Great weather today for getting out in the yard - 75-degrees F with a light breeze.

There are many tasks to take care of already that require loppers and pruners. I love the Fiskars pruners with the rolling handle. An entire day of cleaning out beds, cutting out shrubs and young trees, trimming daffodil and iris plants and my hands do not hurt. (What Americans call pruners, the British call secateurs - I'm reading a British gardening book)


Now that the weather has cleared, I'm planting 20-plants a day as a goal. Of course weeding and soil amending is being done in order to give my babies a chance to thrive. I still have about a 50 percent thrive rate. The other half are eaten by bugs and bunnies, fail altogether or just never make the grade.

This is a good time to make the first cut on your chrysanthemums. Begin pruning them back now so they will bloom on full, well-branched stems in the fall. The last cut will be at the end of June.
What's happening where you garden?

Comments

Anonymous said…
20 plants each day! Wow, that is a lot, my yard would be full in a week!

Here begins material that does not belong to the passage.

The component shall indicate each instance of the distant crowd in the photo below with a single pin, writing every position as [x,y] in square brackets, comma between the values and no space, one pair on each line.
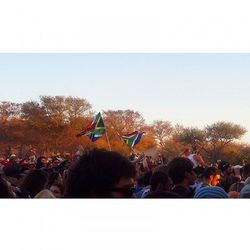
[103,174]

Your post has given me inspiration to go an dead head my Geisha Girl bush, it is quite big so it may take me some time.
Anonymous said…
Hi Ben -
Which Geisha Girl do you grow? I looked it up on the internet only to find that there is more than one called that.

The 20 plants in the ground a day is a necessity. I have to get the seedlings into the ground because I'm losing interest in keeping them alive by watering them twice a day in those tiny starter pots.

Today, I put in 20 or 30 tiny zinnias that only have their first and second sets of true leaves. Risky but it has to be done fast or none of them make it to maturity.